The drive-in movie theater concept was an old idea that has become a new idea during the Covid-19 pandemic. I always thought the idea was a good one, even with modern theaters and streaming. It’s novel and unique. People used to watch silent films at the beach or anywhere else they could put up a screen.

Invention of the drive-in theater

The idea has been around since the early 1900’s, but was officially patented by Richard Hollingshead in 1933. It was a case of necessity being the mother of invention, literally. He came up with the idea as a solution for people who couldn’t fit into the tiny theater seats and started by making a mini drive-in theater for his mother.

Hollingshead used this makeshift theater as his prototype and experimented with different projection and sound techniques. He put a Kodak projector on the hood of his car, mounted a screen, and put a radio behind the screen for sound.

Patent for drive-in theater

After receiving his patent (#1,909,537) for the new concept, Hollingshead opened Park-In Theaters. The first movie that ran at the drive-in was a British comedy called “Wives Beware” and cost 25 cents per car. It didn’t have the modern sound system we know today, which is stereo speakers mounted to your window. They had what was called “directional sound.” Three main speakers provided sound and were mounted next to the screen.

Competitive advantages of drive-in theater

The competitive advantages were touted in his advertising. People could smoke in their own cars, didn’t have to pay for parking, they could talk during the movie, and not have to pay for a babysitter.

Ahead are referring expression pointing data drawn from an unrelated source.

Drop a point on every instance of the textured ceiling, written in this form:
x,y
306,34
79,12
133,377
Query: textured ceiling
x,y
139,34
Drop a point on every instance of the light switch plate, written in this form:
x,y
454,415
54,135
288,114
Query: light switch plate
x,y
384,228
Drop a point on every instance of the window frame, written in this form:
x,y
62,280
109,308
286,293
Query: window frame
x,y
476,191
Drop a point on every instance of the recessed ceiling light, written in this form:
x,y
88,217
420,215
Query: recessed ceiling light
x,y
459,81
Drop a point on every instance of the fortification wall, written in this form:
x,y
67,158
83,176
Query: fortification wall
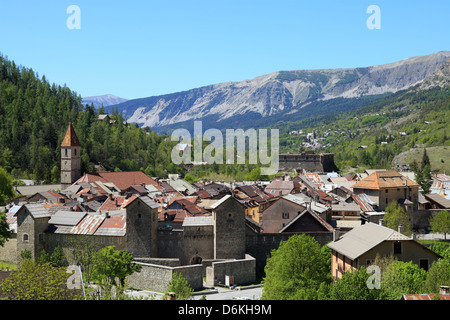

Indoor movies theaters were only charged about $20 for a week to show a movie by the movie industry, but he was charged $400 for only 4 days. They were skeptical that the idea would work. This made it hard for him to stay in business.

One of the many drive-in movie locations failed to get licensing rights from Hollingshead and he filed a patent infringement suit against them.  But this kept happening to the invention of the drive-in theater. There were so many suits and countersuits that Hollingshead could barely keep up with the legal battles.

Drive-in movie concept licensed

Hollingshead licensed the “drive in movie” concept to Loews Drive-in Theatres, Inc., but had trouble collecting royalty payments. He sued Loews for failure to pay royalties and patent infringement. This suit made it all the way to the First Circuit Court of Appeals.

Court invalidates patent

The court ruled that the patent was invalid and should have never been granted in the first place because it was merely a copy of the layout of an indoor theater using cars instead of seats.

In 1949 his patent was overturned and drive-in theaters started opening everywhere. They especially increased after World War II and really became popular in the 1950s and 60s. At the time there were over 5,000 drive-in movie theaters around the country. They showed everything from B movies to the most current box office hits.

Innovation is constantly changing, and this also happened when Edward Brown, Jr. came up with a combination drive-in and fly-in theater. Small planes would taxi in to the last row, and be towed back to the airfield.